Egg prices plummeted by 12.7%, although they remain up 49.3% compared to the same time last year.
While the April CPI data seemed relatively stable, the ongoing Trump tariffs introduce uncertainty into the inflation landscape, particularly as negotiations progress through the summer.
During his highly anticipated “liberation day” address, Trump introduced 10% tariffs on all U.S. imports and indicated plans for additional “reciprocal” tariffs against trading partners. However, he has recently softened his stance, notably postponing the aggressive tariffs against China by 90 days to facilitate further discussions.
Market expectations suggest that this pivot may decrease the likelihood of interest rate cuts occurring this year. Initial speculations indicated the Federal Reserve might begin easing in June, with expectations of at least three cuts throughout the year.

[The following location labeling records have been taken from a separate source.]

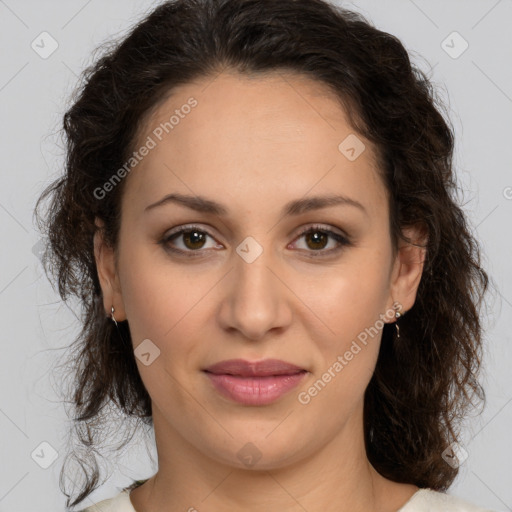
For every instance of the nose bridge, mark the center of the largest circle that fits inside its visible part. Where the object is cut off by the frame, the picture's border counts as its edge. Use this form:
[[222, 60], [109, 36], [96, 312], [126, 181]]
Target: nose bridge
[[256, 302]]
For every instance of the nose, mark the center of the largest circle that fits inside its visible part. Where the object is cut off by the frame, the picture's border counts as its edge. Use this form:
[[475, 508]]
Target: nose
[[256, 300]]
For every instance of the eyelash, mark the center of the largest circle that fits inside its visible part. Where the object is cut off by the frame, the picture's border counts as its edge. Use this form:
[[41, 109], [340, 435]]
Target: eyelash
[[342, 240]]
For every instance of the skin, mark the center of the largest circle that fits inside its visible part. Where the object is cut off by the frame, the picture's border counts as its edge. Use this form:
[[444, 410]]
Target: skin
[[253, 144]]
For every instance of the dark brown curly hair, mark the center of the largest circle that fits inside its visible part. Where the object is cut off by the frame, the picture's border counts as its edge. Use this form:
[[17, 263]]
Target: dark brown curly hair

Following the latest developments regarding China, market analysts have shifted their projections, now forecasting the first rate cut could be pushed to September with only two reductions anticipated for the year. The Fed appears to be feeling less pressure to support an economy that has seen inflation remain above its 2% target for over four years.
While the Federal Reserve relies on the Commerce Department’s inflation index for decision-making, the CPI remains a component of that measure. The BLS is scheduled to release the April producer price index on Thursday, which is regarded as a more predictive measure of inflation.